5 stars again – and this one for originality, the compelling voice of the main character and the strong sense of place that firmly situates the action in contemporary Paris. The only discord for me was the very ‘immediate’ setting that did not accommodate a pandemic world However, that was a temporary hiccup as I was drawn into Paris, seen through the eyes of 16 year old exchange student, Sophie, as she explore and maps/illustrates many of the streets, galleries and haunts that will resonate with those who have visited. Sophie starts out as a dreamer, artist and a romantic but as she matures, she becomes socially and politically aware and starts to question herself, her values and her place in the world. Issues around poverty, refugees, sustainable living and climate change become major concerns. The occasional brief counterpoints, sent as texts between Sophie and her best friend and climate activist Crow, back home in Melbourne adds  further dimension to the story and maps Sophie’s growth, just as her own creations do.
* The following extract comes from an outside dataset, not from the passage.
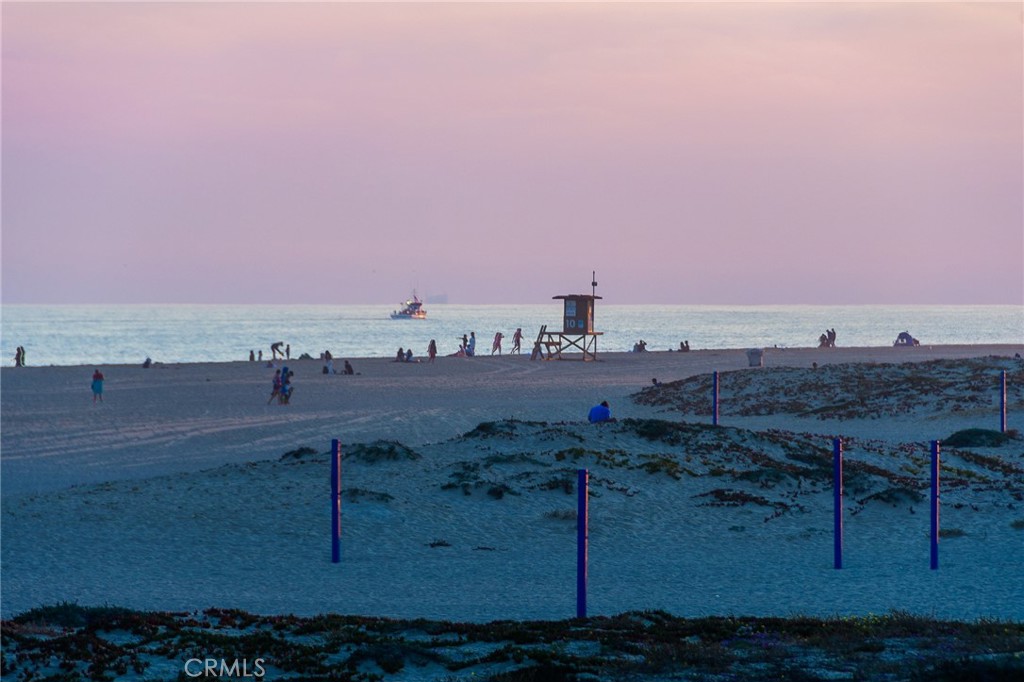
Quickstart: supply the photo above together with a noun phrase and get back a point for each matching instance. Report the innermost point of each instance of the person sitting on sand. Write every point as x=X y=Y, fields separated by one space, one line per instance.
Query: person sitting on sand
x=97 y=386
x=600 y=413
The absence from the shortlist for this original story is a disappointment – The INDIE judges got this right, I think.


Fishbach, C. & McCrae, F. (2012). Judging the awards. Publisher’s Weekly. https://www.publishersweekly.com/pw/by-topic/columns-and-blogs/soapbox/article/54795-judging-the-awards.html

Jennie Bales

Your CBCA Social Media Coordinator 

1 comment:

  1. Thanks for the detailed analysis of these INDIE books, it seems a shame that these books are not more popular and well known, but that may change. The independent booksellers' perspectives are so important as they highlight those titles that can be lost in the marketing and promotion process.